El día transcurrió en un infierno de lentitud y silencio para los piratas, que se negaban a dar voz a su miedo por el destino de Marina.

Bajaba el sol cuando otra piedra cayó dentro del calabozo, empujada por una bota militar a través del tragaluz. Oliver se apresuró a recogerla y abrir la breve tira de papel que la rodeaba.

—¡Otro mensaje!  —susurró.

De Neill se lo arrebató de las manos y se lo tendió a Morris. —¡Lee, muchacho! —urgió.

Pero Morris no dio señales de haberlo oído. Oliver recuperó el papel y paseó los ojos por las escasas palabras, moviendo los labios sin sonido, el ceño fruncido por el esfuerzo.
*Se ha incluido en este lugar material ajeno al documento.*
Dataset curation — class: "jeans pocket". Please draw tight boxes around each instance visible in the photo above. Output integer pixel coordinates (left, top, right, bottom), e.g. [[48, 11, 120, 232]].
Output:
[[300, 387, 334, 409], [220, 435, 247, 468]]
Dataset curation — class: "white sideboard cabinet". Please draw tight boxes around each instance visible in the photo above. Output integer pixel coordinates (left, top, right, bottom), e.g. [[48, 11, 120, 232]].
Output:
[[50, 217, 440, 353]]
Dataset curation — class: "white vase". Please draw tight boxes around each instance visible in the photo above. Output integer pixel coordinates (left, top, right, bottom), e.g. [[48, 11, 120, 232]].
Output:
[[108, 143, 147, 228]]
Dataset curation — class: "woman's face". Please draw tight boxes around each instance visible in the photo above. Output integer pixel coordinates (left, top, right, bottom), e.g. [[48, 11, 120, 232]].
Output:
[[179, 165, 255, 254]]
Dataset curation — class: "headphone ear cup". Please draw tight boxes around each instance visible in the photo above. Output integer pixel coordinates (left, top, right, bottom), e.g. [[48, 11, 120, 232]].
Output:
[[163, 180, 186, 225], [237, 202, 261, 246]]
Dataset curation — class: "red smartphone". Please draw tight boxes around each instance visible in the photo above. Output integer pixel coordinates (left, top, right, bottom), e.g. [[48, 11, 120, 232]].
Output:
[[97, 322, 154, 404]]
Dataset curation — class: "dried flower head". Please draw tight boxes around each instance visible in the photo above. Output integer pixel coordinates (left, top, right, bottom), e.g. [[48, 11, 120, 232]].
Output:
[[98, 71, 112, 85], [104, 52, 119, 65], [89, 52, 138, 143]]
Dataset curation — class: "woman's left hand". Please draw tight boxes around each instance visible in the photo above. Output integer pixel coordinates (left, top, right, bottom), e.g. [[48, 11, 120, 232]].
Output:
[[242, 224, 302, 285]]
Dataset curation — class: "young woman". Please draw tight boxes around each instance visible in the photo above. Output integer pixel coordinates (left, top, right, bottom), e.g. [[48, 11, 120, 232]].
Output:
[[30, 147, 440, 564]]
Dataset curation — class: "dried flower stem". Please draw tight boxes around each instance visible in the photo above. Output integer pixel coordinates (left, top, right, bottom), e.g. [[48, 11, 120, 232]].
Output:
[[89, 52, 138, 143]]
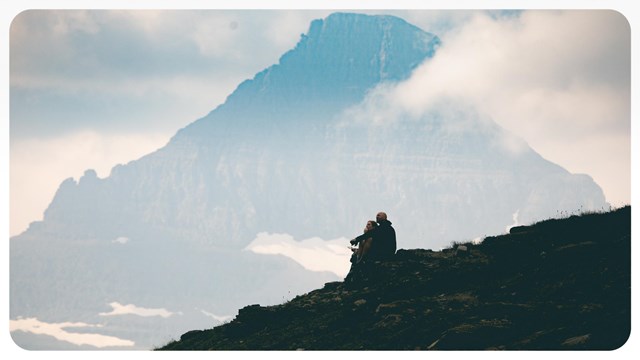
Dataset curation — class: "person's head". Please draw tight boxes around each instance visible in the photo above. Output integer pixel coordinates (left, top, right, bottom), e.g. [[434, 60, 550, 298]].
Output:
[[376, 211, 387, 224], [364, 220, 378, 232]]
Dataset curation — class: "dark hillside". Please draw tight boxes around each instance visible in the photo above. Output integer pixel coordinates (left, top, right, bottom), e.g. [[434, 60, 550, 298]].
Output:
[[161, 206, 631, 350]]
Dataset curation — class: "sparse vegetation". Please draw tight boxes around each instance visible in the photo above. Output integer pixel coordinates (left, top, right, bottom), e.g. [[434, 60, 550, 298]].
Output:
[[156, 206, 631, 350]]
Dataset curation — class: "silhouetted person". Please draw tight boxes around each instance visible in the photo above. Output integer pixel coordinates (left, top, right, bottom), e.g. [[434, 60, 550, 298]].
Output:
[[350, 212, 396, 260], [351, 220, 378, 264]]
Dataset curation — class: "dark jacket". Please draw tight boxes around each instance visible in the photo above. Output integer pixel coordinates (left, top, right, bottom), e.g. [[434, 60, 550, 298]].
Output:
[[354, 220, 396, 260]]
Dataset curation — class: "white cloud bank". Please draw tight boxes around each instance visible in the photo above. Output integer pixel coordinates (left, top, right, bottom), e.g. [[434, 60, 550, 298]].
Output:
[[200, 309, 233, 323], [98, 302, 174, 318], [9, 318, 135, 348], [349, 10, 631, 206], [245, 232, 351, 277]]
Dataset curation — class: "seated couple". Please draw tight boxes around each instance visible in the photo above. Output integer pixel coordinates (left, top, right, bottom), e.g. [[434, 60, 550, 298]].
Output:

—¿Desde cuándo sabes leer tú? —gruñó Maxó mientras De Neill sacudía el hombro de Morris, que lo apartó de un empellón y volvió a hundir la cabeza entre sus manos.

—La perla me enseñó cuando venía a la cofa conmigo —replicó el pirata.

—¿En español? —terció Maxó, aprovechando la oportunidad de mostrarse desagradable para desahogarse un poco.

—No, viejo lobo. Pero vosotros entendéis español. Puedo leer lo que dice y vosotros comprenderéis el mensaje.

A pesar de ser sólo una línea, les llevó varios minutos descifrarlo.

—¿Tendréis una oportunidad esta noche? —repitió Maxó frunciendo el ceño—. ¿De qué demonios habla?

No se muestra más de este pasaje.